Productivity and Coinduction

By Thea Brick, April 2023

With lazy programming we've seen how we can encode infinite data structures into SML. With these new structures, we'd like to be able to safely use them and prove things about them, but as we will see, there are some interesting quirks that we must address to do so.

Lazy Filtering Problems

In the past section we've looked at lazylists, defined as (with some examples):

datatype 'a lazylist = Nil | Cons of 'a * (unit -> 'a lazylist)

(* some helper functions for making lazylists *)
fun gen_zeros () = Cons(0, gen_zeros)
fun gen_nats x = Cons(x, fn () => gen_nats (x + 1))

val onefifty = Cons(1, fn () => Cons (5, fn () => Cons (0, fn () => Nil)))
val zeros = gen_zero () (* infinite lazylist of zeros *)
val nats = gen_nats 0 (* infinite lazylist of all natural numbers *)

Now that we've seen how to construct these lazylists we might want to try to write some higher order functions, just as we might have for lists. For instance, here is an implementation of filter for lazylists.

fun lazyFilter (p : 'a -> bool) (Nil : 'a lazylist) = Nil
| lazyFilter p (Cons (x, xs)) =
if p x
then Cons (x, fn () => lazyFilter p (xs ()))
else lazyFilter p (xs ())

This is great, now we can filter potentially infinite lists. Except, now we've encountered an issue. What if our filter doesn't accept anything?
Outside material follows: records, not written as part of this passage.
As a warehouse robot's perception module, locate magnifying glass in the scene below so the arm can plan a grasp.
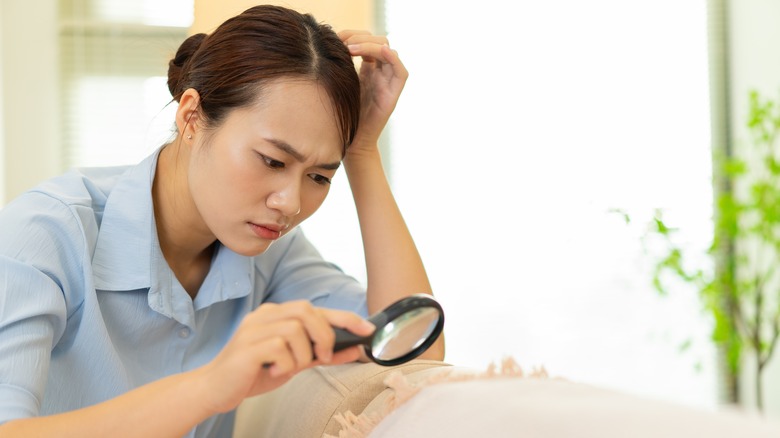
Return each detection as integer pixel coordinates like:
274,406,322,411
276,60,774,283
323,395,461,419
333,294,444,366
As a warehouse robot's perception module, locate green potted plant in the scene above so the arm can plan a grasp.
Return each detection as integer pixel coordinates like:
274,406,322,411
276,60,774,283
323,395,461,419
626,91,780,411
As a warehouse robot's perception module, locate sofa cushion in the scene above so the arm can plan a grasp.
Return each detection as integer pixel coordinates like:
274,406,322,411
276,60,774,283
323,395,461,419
233,359,448,438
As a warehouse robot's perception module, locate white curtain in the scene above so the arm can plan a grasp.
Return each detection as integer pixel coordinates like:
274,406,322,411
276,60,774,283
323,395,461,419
312,0,717,406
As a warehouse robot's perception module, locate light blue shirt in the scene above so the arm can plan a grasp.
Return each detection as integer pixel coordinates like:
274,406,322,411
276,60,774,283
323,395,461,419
0,153,367,437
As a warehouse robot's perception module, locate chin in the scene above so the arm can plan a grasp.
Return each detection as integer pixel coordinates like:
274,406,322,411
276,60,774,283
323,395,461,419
222,242,273,257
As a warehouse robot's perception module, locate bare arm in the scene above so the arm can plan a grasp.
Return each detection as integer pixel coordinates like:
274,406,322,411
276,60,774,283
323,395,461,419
340,31,444,360
0,301,373,438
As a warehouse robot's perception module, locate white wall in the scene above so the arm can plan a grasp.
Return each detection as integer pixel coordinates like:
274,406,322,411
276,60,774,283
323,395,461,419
0,0,62,202
729,0,780,418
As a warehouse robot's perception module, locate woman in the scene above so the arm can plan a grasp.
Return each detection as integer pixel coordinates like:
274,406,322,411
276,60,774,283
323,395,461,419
0,6,443,437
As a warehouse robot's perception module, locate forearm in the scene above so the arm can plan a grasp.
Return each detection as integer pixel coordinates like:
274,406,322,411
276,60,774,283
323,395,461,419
0,371,213,438
344,147,444,360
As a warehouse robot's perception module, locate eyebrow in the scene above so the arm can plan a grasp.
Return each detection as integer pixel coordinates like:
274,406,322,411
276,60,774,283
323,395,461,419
266,138,341,170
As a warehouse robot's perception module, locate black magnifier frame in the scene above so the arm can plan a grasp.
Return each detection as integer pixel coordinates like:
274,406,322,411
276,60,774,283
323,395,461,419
333,294,444,366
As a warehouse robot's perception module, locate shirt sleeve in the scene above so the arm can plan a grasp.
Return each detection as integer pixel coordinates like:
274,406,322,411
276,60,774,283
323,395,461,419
0,193,84,423
258,228,368,317
0,256,66,424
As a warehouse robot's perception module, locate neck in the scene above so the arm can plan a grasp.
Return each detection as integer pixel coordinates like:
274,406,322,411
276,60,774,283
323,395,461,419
152,138,216,297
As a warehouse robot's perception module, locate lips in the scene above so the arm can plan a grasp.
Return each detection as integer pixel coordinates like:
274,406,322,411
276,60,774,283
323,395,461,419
249,222,284,240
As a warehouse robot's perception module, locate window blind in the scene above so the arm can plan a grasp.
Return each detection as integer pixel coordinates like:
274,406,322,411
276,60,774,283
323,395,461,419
59,0,192,168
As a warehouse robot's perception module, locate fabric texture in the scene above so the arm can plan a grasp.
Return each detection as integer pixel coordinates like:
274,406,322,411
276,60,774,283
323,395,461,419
0,151,367,437
233,359,449,438
233,359,780,438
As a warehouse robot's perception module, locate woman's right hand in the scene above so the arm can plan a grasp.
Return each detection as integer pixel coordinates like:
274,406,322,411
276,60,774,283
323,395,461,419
196,301,374,413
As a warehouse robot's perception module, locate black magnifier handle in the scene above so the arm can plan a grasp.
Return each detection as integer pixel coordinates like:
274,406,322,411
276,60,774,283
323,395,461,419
333,327,374,351
333,312,388,351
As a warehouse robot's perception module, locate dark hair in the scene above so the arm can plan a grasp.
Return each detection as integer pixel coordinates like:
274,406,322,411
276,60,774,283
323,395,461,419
168,5,360,148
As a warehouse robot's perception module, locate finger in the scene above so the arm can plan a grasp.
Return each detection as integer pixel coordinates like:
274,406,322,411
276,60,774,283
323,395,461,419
337,29,371,41
322,309,376,336
247,300,335,363
310,345,363,367
268,319,314,369
256,337,296,377
348,44,409,83
343,34,390,46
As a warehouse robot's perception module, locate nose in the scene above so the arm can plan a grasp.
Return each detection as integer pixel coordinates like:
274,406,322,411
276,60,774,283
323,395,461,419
266,184,301,217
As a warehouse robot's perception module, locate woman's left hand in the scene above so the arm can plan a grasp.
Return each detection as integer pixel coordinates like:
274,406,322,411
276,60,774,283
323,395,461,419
339,30,409,155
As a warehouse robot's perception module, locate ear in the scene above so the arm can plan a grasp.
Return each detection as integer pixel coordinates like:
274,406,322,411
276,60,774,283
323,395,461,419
176,88,200,139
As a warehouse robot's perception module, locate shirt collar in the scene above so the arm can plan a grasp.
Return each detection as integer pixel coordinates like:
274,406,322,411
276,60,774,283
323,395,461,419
92,150,159,290
92,150,254,325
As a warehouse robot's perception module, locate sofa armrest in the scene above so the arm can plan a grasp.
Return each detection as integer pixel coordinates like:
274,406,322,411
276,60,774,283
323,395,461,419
233,359,448,438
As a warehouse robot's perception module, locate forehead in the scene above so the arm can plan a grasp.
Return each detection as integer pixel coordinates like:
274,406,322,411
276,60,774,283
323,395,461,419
236,79,343,159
val Nil = lazyFilter (fn _ => false) onefifty
val ? = lazyFilter (fn _ => false) zeros

Filtering onefifty turns out to be fine, we eventually run out of elements and simply evaluate to Nil. Filtering zeros is where things become problematic. Our filter function will keep searching for an element that satisfies p (which doesn't exist), but since zeros is infinite, this process will never stop, and our function will loop forever! And if that wasn't bad enough, we can do other weird things:

val lessThan5 = lazyFilter (fn x => x < 5) nats

This evaluates to a value rather than looping forever, but we aren't out of trouble yet. If we try and look at the element after 4 in lessThan5, then we suddenly loop forever again (as we cannot find any element satisfying the predicate).

Productivity

Ideally, we don't want our functions to (seemingly) randomly loop forever on some lazylist inputs. So how do we ensure that this won't be an issue? The answer is to introduce the idea of productivity.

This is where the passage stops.